Parallel Corpora for Low-resourced Middle Eastern Languages

TL;DR We provide parallel corpora for eight under-represented languages in the Middle East along with scripts to fine-tune NLLB. The resources are open-source. Please consider these languages in your projects!

The Middle East is characterized by remarkable linguistic diversity, with over 500 million inhabitants speaking more than 60 languages across multiple language families. In a first attempt of its kind, we create parallel corpora for the following eight under-represented languages of the Middle East:

Luri Bakhtiari (bqi_Arab)
Gilaki (glk_Arab)
Hawrami (hac_Arab)
Laki (lki_Arab)
Mazanderani (mzn_Arab)
Southern Kurdish (sdh_Arab)
Talysh (tly_Arab)
Zazaki (zza_Arab)

This repository provides documentation on our project that aims to develop machine translation for low-resource languages in the Middle East. The fine-tuned model is available on HuggingFace at https://huggingface.co/SinaAhmadi/NLLB-DOLMA.

The project couldn't be possible without the enthusiasm and passion of over 50 volunteers who contributed to the project by translating over 36,000 sentences in a period of a few months. You are free to use everything, but please be mindful to acknowledge the project if you use it. Read the license.

Parallel Corpora

All the parallel corpora are provided in the corpora folder. These are TSV files containing parallel sentences in three languages: English-Farsi-X. For Zazaki, exceptionally, the test set only contains English-Zazaki pairs and the remaining data is English-Kurmanji-Zazaii. These files are the most comprehensive ones with the following meta-data:

en_sentence: sentence in English
fa_sentence: sentence in Farsi
kmr_sentence: sentence in Farsi
translation: only for Zazaki, sentence in Kurmanji (Northern Kurdish)
variety: variety (dialect)
county: approximate region where the translator comes from
orthography: orthography
translator: translator ID (for internal tracking)
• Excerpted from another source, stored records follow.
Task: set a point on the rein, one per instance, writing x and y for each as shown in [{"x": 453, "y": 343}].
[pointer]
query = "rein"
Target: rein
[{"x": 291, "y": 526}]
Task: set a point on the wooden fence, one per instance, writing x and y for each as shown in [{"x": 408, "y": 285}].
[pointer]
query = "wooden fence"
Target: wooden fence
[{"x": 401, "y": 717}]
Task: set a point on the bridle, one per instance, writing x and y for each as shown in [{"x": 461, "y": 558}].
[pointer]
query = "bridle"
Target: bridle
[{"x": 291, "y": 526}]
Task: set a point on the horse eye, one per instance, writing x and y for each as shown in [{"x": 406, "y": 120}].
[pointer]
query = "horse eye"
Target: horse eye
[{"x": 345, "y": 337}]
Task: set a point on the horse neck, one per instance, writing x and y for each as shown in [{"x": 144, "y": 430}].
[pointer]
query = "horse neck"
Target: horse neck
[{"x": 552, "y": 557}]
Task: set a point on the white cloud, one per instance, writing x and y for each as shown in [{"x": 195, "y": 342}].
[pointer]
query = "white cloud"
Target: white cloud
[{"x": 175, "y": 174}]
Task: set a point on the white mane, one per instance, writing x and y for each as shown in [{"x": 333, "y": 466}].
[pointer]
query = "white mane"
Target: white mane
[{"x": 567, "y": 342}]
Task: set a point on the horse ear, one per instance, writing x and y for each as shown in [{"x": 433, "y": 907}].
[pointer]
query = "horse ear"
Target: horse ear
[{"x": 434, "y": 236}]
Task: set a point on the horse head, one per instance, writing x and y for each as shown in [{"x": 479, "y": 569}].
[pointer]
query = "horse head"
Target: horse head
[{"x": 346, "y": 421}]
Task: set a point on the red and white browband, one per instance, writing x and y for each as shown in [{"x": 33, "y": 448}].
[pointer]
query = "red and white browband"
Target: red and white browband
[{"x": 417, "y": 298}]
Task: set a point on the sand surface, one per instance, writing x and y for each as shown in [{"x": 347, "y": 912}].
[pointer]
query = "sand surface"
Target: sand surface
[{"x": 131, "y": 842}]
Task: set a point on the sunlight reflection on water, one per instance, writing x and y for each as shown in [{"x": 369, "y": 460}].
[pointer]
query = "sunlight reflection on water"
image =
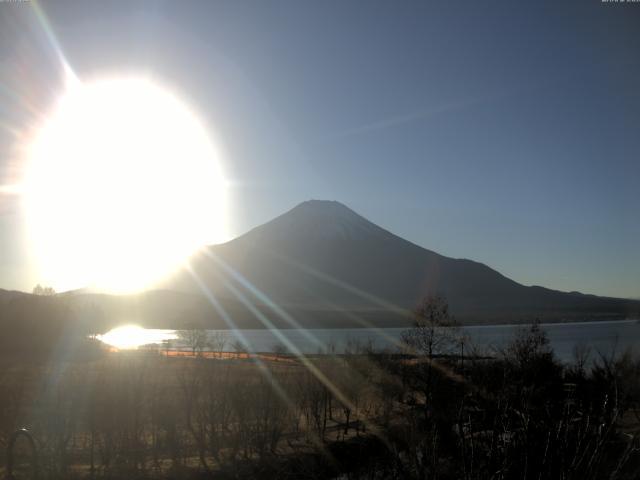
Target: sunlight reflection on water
[{"x": 133, "y": 336}]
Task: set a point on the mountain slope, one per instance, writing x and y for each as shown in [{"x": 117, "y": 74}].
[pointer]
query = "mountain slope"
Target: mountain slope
[{"x": 323, "y": 261}]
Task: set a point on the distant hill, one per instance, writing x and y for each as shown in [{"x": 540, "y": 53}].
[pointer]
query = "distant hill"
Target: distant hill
[
  {"x": 332, "y": 267},
  {"x": 319, "y": 265}
]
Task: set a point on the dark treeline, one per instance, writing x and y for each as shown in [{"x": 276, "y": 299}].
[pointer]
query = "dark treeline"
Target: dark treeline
[{"x": 434, "y": 410}]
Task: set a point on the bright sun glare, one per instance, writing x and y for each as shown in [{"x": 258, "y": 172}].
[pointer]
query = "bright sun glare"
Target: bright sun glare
[
  {"x": 132, "y": 336},
  {"x": 122, "y": 184}
]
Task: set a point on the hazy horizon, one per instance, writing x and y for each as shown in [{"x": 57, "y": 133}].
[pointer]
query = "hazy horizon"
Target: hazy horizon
[{"x": 501, "y": 133}]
When processing these files, you can extract the relevant columns as all the fields in the metadata are not useful for MT.

Cross-lingual Alignment

Some of the translated sentences are aligned with the same source sentences in English or Farsi, creating a multilingual parallel corpus ideal for cross-lingual studies. We have merged all sentences across languages based on the English and Farsi source sentences. This multilingual corpus is available at corpora/common_sentences.tsv. To find the meta-data, you should look up the sentences in the original corpora.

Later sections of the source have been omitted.